If you live in an apartment that is on an upper floor, be sure to test the windows, balconies, fire escapes, and screens for any possible issues. Pet proofing can prevent accidental falls, known as “High Rise Syndrome”. 

Heading Outside

Cats are generally happy inside their own domains, although they may like to explore courtyards, gardens, or even city streets if they’re leash trained. 

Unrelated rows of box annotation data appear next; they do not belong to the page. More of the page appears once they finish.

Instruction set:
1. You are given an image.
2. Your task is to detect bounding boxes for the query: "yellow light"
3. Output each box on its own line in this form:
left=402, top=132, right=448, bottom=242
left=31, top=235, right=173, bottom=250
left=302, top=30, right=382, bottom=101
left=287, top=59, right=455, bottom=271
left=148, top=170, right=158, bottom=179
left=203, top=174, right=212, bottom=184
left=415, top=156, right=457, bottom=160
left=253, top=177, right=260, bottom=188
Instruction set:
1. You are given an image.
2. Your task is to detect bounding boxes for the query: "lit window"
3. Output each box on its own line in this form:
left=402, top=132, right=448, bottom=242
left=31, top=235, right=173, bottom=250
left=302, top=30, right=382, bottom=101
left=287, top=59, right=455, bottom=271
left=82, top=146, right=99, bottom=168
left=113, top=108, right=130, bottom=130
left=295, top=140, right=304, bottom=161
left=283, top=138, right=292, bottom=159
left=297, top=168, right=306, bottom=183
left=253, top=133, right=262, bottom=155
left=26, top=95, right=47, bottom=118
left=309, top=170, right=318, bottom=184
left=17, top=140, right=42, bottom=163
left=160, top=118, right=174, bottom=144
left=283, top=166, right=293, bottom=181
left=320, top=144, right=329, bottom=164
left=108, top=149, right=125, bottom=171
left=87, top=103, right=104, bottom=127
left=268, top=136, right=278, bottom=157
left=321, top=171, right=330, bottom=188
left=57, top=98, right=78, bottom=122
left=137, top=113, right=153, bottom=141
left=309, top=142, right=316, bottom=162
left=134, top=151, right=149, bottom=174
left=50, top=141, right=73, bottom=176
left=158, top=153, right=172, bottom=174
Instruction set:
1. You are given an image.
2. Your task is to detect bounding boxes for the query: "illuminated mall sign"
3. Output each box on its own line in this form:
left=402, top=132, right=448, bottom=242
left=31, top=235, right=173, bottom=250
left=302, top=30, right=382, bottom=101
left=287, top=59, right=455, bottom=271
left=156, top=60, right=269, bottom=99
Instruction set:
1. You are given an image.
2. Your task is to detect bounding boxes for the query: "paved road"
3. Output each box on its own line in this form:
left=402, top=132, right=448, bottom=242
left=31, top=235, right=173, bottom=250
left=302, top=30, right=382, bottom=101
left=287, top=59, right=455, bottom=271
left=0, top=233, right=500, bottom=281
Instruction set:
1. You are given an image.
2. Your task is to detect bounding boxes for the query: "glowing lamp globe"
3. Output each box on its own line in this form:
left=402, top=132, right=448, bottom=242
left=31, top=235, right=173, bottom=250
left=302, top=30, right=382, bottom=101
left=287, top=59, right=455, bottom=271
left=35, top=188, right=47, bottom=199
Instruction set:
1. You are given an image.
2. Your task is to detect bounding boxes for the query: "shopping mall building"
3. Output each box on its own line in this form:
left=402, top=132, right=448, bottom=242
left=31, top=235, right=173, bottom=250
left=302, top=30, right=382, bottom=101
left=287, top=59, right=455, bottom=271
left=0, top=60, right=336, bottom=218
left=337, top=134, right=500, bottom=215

Dogs, on the other hand, have to go outside to conduct their “business”, socialize, and take in some much needed exercise. This time of year, it is critical to avoid the hot pavement during the hours of 10 am and 4 pm. Risks to your dog include dehydration and heat stroke, but injuries sustained to the delicate paw pads can be very painful and slow to heal. If the concrete outside is too hot for your open palm, it’s too hot for your dog.

People… Everywhere!

Most dogs that grow up in the city are highly accustomed to being around strangers, unfamiliar pets, and large crowds. That doesn’t mean they’re always relaxed or know how to behave. Commands like “sit”, “stay”, “down” or “leave it” are essential to pet safety on busy streets. They must know not to run, bark at strangers, or jump up on anyone. They must have experience with loud traffic, stairwells, crowded entryways, other animals, elevators, and so much more. 

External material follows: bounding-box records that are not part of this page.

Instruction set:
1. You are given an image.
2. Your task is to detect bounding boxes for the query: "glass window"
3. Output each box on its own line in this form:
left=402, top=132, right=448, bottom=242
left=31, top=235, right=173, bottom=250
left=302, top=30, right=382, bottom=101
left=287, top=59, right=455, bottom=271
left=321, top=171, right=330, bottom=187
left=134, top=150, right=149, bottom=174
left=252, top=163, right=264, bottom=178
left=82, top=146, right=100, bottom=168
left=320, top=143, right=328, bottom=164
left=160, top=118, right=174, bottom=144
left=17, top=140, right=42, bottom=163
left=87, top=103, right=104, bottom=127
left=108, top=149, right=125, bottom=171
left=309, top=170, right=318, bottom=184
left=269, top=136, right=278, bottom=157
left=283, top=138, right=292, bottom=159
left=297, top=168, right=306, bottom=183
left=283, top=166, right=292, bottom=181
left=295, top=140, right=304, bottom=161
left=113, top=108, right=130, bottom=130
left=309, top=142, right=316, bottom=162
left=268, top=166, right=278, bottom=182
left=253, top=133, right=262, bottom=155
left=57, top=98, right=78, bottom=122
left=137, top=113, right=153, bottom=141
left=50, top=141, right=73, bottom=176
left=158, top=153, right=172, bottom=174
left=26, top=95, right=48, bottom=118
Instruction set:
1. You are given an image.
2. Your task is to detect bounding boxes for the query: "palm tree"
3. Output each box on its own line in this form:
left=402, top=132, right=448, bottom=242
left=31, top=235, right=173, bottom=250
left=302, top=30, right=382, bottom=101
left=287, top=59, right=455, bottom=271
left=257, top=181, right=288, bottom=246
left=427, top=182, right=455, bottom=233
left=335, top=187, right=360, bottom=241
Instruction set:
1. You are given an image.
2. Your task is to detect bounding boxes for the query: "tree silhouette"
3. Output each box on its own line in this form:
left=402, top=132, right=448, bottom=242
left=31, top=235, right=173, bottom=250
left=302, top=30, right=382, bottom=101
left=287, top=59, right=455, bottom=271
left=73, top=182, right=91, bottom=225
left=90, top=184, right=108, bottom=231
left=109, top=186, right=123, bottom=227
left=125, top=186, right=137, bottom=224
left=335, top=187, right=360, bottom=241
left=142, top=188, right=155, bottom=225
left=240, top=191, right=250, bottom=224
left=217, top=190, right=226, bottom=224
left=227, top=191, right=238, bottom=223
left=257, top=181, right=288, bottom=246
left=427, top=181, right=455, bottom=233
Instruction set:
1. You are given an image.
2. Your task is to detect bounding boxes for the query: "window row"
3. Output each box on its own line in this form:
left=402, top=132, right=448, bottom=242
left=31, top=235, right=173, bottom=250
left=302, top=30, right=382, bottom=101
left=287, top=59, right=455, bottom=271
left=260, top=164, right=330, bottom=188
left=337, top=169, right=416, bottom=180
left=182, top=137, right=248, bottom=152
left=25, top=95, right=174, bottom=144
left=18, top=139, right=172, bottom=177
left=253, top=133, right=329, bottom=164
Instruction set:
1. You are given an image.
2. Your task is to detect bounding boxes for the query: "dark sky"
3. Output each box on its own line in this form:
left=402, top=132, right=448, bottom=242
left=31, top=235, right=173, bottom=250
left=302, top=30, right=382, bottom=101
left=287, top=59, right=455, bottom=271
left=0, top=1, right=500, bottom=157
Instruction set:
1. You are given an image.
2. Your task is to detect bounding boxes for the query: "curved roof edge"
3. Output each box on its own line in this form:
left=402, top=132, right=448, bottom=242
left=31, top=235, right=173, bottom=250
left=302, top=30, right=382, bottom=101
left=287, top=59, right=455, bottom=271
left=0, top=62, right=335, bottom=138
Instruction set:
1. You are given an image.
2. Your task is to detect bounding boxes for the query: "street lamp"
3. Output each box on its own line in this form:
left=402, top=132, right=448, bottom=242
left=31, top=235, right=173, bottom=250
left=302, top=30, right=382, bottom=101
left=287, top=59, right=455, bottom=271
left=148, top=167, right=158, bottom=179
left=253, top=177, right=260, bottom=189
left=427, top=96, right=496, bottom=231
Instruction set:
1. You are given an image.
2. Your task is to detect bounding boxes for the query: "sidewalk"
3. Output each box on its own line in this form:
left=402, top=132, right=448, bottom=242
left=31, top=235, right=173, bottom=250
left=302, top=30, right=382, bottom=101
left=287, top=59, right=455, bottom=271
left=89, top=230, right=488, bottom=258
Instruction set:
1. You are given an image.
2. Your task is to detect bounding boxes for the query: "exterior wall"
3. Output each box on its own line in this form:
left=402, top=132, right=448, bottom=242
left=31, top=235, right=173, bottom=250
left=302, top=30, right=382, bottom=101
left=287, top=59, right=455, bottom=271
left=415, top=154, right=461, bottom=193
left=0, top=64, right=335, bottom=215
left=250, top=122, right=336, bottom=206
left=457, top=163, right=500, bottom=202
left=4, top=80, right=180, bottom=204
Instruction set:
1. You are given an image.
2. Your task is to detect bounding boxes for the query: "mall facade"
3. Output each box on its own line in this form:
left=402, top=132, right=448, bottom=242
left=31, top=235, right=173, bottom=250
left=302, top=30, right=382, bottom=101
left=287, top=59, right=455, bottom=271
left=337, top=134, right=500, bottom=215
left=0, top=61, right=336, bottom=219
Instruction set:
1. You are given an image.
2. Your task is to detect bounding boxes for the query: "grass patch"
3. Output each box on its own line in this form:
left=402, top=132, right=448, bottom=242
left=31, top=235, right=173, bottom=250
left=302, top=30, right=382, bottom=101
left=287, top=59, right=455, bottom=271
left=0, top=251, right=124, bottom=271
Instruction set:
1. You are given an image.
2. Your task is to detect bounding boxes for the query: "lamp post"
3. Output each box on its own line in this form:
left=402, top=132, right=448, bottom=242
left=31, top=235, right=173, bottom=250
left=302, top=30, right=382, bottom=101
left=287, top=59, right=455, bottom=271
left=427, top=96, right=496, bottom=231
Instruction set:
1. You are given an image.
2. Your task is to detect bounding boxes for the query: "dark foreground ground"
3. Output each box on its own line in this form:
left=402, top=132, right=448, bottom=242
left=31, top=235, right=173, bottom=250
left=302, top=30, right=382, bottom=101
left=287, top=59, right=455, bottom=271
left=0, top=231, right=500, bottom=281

If your pet is not accustomed to seeing YOU in a mask, they might find people on the street in masks even more alarming. Even the most well-behaved dogs can become easily spooked by circumstances they deem new or threatening. Help acclimate your pet by wearing your mask here and there around your pets, give praise or treats and help them feel less anxious about this new facial development on humans. Do not assume you know how your pet would react if adults or children in masks stop to stay hello and get too close – help your pet with this transition. 

Just Another Day

Pet safety is also about being sure they are comfortable at all times. This might mean that you have to go to a certain spot for them to go potty, or frequent a nearby park.

  • While out and about, be sure that your pet is never a target of another pet’s aggression or over-excitement. 
  • If you do not want your dog to make new friends during the pandemic, be sure to clearly request that another person’s dog leave your pup alone (and always ask another dog owner if it’s okay for your dog to say “hello”). 
  • Dog parks can be great opportunities to run around off-leash, but always have eyes on your best bud.

Pet Safety During Protests

We are no strangers to large gatherings of peaceful protesters in and around NYC. Generally, it’s ideal not to bring your pet to a protest. Leave them at home where you know they’ll be safe and secure. If you happen to accidentally come upon a protest with your dog or if you’re walking through an area afterward :

  • Reign in their leash so they remain close to you. 
  • Be careful for any debris on the ground, like broken glass, shards of metal, and litter. 
  • Try to steer clear of moving groups of people.
  • Reassure your dog that any frightening noises are going to pass.
  • Exit the situation quickly instead of waiting to see how your dog will fare.
  • It only takes a moment for a pet to get loose and panic – make sure your pets are properly leashed with a well-fitting collar, do not use retractable leashes, make sure your pet is microchipped and that the microchip info is up-to-date with your contact information.